A newly arrived retailer with a name and an idea is hardly bedrock. A “deal” with a 10 or 20 year lease sounds like something, but its an eye-blink compared to the permanent impact the resulting land use decision will have on the community, from the details of traffic patterns to the broadest sense of character of Easton and Talbot County. And sudden closures driven by market-side corporate-level tumult rather than specific lease term are all too common. This affects not just small stores like Radio Shack and Chico’s; recent headlines regarding store closings also involve Kohl’s, Target, Staples, and others—Penny’s not to be overlooked.

Adaptive re-use and redevelopment of sites already built upon will be the next strategic challenge for the Town of Easton–that’s where the Council should turn its attention, before, not after, a veritable crisis.

The revolutionary tumult in today’s retail world (mostly driven by technology) means the benefits of any new scheme may be especially transitory, while the community impact is as permanent as ever.
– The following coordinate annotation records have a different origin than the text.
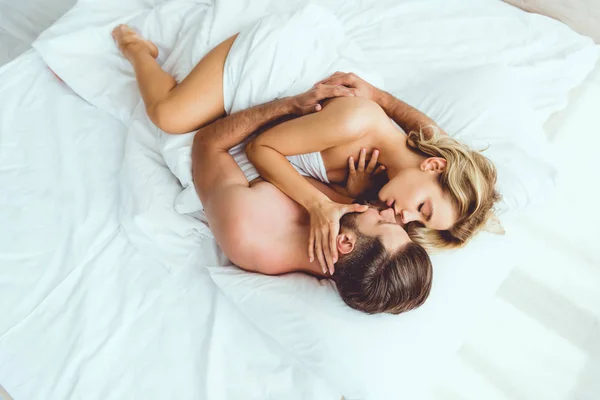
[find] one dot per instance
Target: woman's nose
(407, 216)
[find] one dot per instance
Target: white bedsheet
(85, 314)
(21, 21)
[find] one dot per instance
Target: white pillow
(489, 108)
(413, 44)
(374, 356)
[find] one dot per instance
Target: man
(380, 269)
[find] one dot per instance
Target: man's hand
(352, 81)
(310, 101)
(360, 176)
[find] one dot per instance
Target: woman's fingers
(361, 160)
(311, 245)
(327, 249)
(319, 251)
(333, 232)
(356, 208)
(373, 161)
(351, 166)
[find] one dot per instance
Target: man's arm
(213, 167)
(406, 116)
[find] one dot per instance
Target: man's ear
(434, 164)
(345, 242)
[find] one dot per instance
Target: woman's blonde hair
(469, 179)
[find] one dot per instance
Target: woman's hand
(310, 101)
(360, 178)
(352, 81)
(324, 227)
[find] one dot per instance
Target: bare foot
(130, 42)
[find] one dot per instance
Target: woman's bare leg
(176, 108)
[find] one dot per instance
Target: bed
(93, 308)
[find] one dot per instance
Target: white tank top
(310, 164)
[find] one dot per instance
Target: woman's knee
(164, 116)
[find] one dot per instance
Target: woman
(440, 189)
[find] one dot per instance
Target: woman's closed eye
(427, 213)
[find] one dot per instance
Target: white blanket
(87, 309)
(120, 303)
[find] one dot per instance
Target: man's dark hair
(372, 280)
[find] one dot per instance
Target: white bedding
(84, 313)
(21, 21)
(104, 315)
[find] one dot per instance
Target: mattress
(100, 318)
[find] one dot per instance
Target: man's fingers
(373, 161)
(351, 166)
(361, 159)
(329, 77)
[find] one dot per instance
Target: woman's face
(415, 194)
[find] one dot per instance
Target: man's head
(380, 269)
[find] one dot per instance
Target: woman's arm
(406, 116)
(341, 121)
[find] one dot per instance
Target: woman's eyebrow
(430, 214)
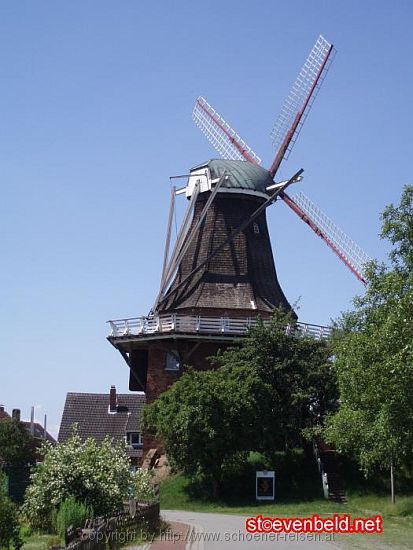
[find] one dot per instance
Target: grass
(39, 541)
(178, 494)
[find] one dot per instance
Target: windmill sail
(342, 245)
(298, 103)
(220, 134)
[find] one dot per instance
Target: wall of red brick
(193, 353)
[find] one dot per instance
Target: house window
(134, 440)
(172, 362)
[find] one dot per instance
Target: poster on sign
(265, 485)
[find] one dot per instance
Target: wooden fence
(116, 529)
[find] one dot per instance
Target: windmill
(284, 134)
(220, 273)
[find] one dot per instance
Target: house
(97, 415)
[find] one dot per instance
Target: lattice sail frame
(302, 94)
(343, 245)
(220, 134)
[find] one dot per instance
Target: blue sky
(96, 101)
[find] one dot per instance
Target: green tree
(9, 524)
(207, 418)
(374, 356)
(93, 473)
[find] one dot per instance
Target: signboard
(265, 485)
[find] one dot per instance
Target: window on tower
(172, 362)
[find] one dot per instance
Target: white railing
(197, 324)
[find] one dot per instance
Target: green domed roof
(241, 174)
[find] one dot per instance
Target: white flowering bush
(143, 484)
(96, 474)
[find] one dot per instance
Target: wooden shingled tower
(240, 279)
(219, 274)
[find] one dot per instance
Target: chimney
(112, 399)
(32, 421)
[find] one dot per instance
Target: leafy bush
(9, 524)
(143, 485)
(72, 513)
(94, 473)
(405, 507)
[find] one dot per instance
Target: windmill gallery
(219, 275)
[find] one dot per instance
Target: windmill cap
(241, 174)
I urge that you not further change the Waterside Village PUD, which reflects community-driven land use principles, just to accommodate a particular retailer as it experiments with yet another retail idea of the moment.


Letters to Editor

  1. Willard T Engelskirchen says:

    Sometimes the wisest decision is to pause and wait for the dust to settle. When we consider retail development, this might be especially true.

  2. Rem SIMPSON says:

    I agree with Dan’s well written take on the subject.

  3. Hugh Beebe says:

    Dan’s piece is a clear and well informed statement of a problem right at the center of the Eastern Shore’s future.
    His effort to document access to current information about big box retailing in contrast to the leveraged benefits of local small shops is wonderful.